7. Cut operating costs in ways that don’t hurt customer experience

As you pore over your books, looking for places to cut, make sure to also think about how to retain customers as well. You don’t want cuts to negatively affect the customer experience if you can help it. If you’ve shuttered your brick-and-mortar location, an easy way to reduce energy costs is to unplug all electric equipment. If your small business has been deemed essential by the state, there are also many cost-cutting ideas you could employ, including switching lighting over to LED or CFL bulbs.

As supply chains run into problems, restaurants may want to limit menus to the most popular dishes (with ingredients that are easily procurable). Small businesses can rely more on the free advertising of social media posts. You could look for and cancel any unused subscriptions for software and services that don’t affect the customer experience. And you may even be able to exchange services with other local small businesses in lieu of payment.

8. Ramp up your customer service efforts

As you necessarily pull back in some areas during the coronavirus shutdown, your small business should actually work harder at staying connected with customers. Let your patrons know that you’ll be responsive to their needs, whether it’s by phone, email or on social media platforms like Twitter, Instagram and Facebook. If your business relies on consultations, acquire a video conferencing app and alert customers of that option.

Small businesses have no greater resource than return customers, so any efforts to retain them during the shutdown is time well spent.

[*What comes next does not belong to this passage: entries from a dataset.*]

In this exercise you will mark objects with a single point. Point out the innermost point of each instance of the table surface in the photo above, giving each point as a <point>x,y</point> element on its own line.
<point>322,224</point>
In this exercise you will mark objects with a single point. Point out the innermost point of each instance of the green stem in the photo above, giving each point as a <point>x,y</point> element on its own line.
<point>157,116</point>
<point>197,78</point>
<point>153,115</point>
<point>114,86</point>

9. Give back to your customers and community

Everyone has been affected by the new coronavirus crisis, and many of us are struggling. Small businesses have a special connection to their communities, and aside from learning how your company and staff are holding up, customers would likely also be interested in knowing how you’re helping.

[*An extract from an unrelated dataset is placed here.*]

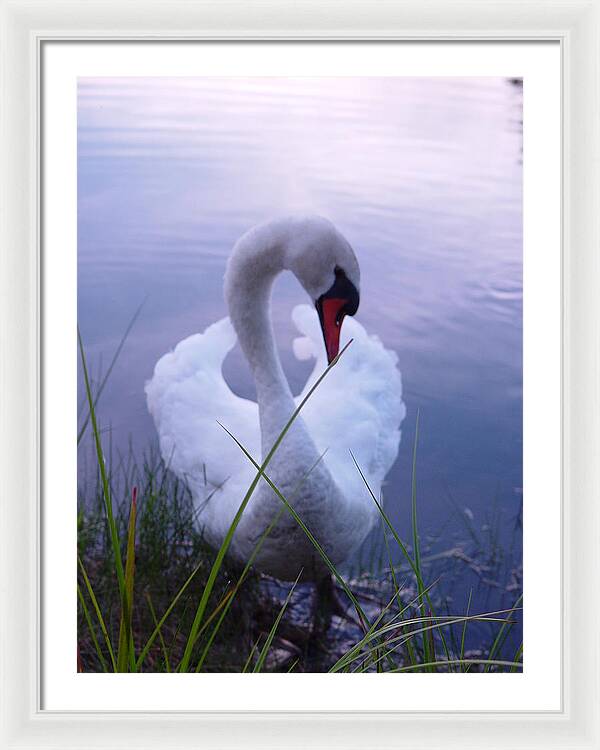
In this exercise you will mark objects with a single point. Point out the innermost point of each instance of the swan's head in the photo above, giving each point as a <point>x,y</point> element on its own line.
<point>325,265</point>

It doesn’t have to be an expensive gesture; no one expects you to risk the survival of your small business. But there are many small, inexpensive ways to give back, from working with organizations like City Harvest to get unused food to the hungry, to donating personal protective equipment (PPE) that your business may not need right now. Or you could even offer free services to workers who are newly unemployed.

Your current customer base may not be able to spend as much right now, but the current downturn won’t last forever. Giving back and sharing your efforts via social media will build valuable goodwill, and your customers will remember when more normal spending resumes.

Thinking outside the box in the face of COVID-19

Any comment about the challenges facing small businesses during the coronavirus shutdown will be an understatement. Just staying in business will be difficult for many. Yet figuring out how to keep customers engaged during the COVID-19 pandemic may be next on your list of priorities. It will require determination and creativity, and may demand operational changes, but staying connected with patrons can be accomplished — and without great expense.

It can be hard in this difficult time to think beyond the immediate, but you’ll need a plan for when the crisis has passed. Protecting and cultivating your customer base is about investing in your small business’s future. When the pandemic is behind us, you’ll want your small business to be in a position to thrive.